ReplyDeleteIirc John Reid explicitly states that he hasn't fired a gun in eight years. He's also explicitly shown to be a very bad shot in the scene at his bro's wife's farmhouse (though he gets lucky). Eight years without drilling for marksmanship is pretty much out of nowhere. My JD didn't come with trick riding lessons, but I did go to a T3, so I will concede that he probably still rode horses back east at law school.

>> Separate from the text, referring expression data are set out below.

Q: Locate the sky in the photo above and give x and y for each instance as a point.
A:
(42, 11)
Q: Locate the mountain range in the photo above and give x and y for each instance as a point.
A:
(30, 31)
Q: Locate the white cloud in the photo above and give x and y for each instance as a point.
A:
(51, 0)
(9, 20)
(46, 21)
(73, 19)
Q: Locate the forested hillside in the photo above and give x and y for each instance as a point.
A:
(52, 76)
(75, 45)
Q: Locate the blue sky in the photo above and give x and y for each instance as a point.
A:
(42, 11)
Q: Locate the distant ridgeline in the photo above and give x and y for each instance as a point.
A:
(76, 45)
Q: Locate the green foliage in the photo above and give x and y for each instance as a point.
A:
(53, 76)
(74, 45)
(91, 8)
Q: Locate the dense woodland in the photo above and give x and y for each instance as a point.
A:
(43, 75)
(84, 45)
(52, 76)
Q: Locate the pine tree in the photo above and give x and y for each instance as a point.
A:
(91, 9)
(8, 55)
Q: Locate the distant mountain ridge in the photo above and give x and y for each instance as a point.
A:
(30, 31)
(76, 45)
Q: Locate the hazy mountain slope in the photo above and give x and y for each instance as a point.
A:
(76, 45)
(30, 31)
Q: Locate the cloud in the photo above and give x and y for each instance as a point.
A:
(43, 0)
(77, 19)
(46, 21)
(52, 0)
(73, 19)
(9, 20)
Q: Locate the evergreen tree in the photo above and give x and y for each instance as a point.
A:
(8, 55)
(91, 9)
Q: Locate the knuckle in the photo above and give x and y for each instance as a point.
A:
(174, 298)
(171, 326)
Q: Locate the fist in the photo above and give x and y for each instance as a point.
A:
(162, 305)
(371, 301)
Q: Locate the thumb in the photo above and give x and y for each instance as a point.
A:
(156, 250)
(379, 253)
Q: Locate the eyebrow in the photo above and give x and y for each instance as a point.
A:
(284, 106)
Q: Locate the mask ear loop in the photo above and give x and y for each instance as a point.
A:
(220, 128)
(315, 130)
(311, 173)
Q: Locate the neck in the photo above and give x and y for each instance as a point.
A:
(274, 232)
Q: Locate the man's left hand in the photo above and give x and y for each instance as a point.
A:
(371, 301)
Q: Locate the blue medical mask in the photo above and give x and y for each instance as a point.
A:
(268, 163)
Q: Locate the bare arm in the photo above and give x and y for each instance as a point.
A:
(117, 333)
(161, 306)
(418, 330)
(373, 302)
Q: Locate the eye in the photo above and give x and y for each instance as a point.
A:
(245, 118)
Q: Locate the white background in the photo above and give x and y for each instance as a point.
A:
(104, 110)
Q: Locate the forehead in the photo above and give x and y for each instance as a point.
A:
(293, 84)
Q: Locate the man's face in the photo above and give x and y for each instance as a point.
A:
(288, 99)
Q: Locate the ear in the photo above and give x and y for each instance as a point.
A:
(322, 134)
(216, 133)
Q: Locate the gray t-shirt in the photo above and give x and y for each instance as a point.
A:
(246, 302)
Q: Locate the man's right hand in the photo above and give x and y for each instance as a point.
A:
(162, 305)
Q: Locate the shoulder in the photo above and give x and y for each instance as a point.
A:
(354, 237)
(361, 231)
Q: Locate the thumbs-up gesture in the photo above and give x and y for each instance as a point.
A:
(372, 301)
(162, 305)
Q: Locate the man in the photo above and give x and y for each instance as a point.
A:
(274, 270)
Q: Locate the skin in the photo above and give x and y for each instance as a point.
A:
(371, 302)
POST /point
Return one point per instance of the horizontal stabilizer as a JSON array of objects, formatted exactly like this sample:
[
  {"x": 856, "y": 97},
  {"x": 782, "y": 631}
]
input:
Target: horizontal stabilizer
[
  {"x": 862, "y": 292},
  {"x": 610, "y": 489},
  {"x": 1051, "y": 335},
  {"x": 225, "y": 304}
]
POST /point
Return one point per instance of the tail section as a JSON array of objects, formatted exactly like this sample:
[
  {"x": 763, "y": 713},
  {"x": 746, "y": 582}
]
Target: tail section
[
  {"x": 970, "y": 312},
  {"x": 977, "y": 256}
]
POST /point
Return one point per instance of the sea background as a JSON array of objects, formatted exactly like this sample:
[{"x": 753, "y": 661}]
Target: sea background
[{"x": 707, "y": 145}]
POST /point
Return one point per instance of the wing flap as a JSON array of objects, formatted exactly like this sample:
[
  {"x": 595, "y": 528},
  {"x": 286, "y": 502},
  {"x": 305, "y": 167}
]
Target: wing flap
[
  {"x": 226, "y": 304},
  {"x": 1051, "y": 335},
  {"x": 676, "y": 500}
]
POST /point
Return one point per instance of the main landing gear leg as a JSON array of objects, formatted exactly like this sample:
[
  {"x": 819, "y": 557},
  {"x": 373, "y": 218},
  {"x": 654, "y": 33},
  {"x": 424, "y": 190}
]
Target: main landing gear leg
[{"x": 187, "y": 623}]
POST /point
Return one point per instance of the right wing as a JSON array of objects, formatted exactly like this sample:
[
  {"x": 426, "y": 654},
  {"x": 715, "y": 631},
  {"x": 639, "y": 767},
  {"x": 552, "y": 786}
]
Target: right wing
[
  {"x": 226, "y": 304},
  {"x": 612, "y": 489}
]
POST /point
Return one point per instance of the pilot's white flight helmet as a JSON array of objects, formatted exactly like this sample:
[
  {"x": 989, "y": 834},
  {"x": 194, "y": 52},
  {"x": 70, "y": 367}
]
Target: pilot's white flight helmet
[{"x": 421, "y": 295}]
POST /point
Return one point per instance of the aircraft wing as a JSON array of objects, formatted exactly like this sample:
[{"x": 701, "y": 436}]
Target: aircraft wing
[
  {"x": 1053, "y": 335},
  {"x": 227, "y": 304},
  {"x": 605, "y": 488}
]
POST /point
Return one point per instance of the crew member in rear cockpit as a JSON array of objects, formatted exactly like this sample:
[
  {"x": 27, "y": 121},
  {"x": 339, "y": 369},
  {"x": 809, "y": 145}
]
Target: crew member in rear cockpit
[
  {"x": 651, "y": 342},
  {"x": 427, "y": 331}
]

DeleteFunny thing is, I did a little (cursory) research on the Lone Ranger after writing this, and it turned out he never killed either. He also shot to wound or disarm. The kind of accuracy needed to do that is an order of magnitude greater than the accuracy needed to kill. But this being fiction, it's totally possible and that's great. But I'll quote this piece from the Lone Ranger Creed:
"I believe...
In being prepared
physically, mentally, and morally
to fight when necessary
for that which is right."
I'm just saying that this John Reid didn't spend a lot of effort on physical, mental, or moral preparation. And, indeed, his lack of preparation wound up crushing two dudes' skulls because of one of his bullets. The Ranger of old would have strenuously avoided this bloodshed. (The alternative of a deliberately deadly Ranger would have also been OK, but for a pulp adventure, I think you needed to go to one or the other extreme--both would require a credibly skilled John Reid, hence the usefulness of a training montage.)
As for Tonto being pretty racist too, I fully agree. But that was pretty expected. I was just surprised they went that way with John, and it was a realistic if unpleasant touch that I liked.
All that said, thanks for commenting, and I'm glad you liked the film. I really wanted to myself. I just couldn't.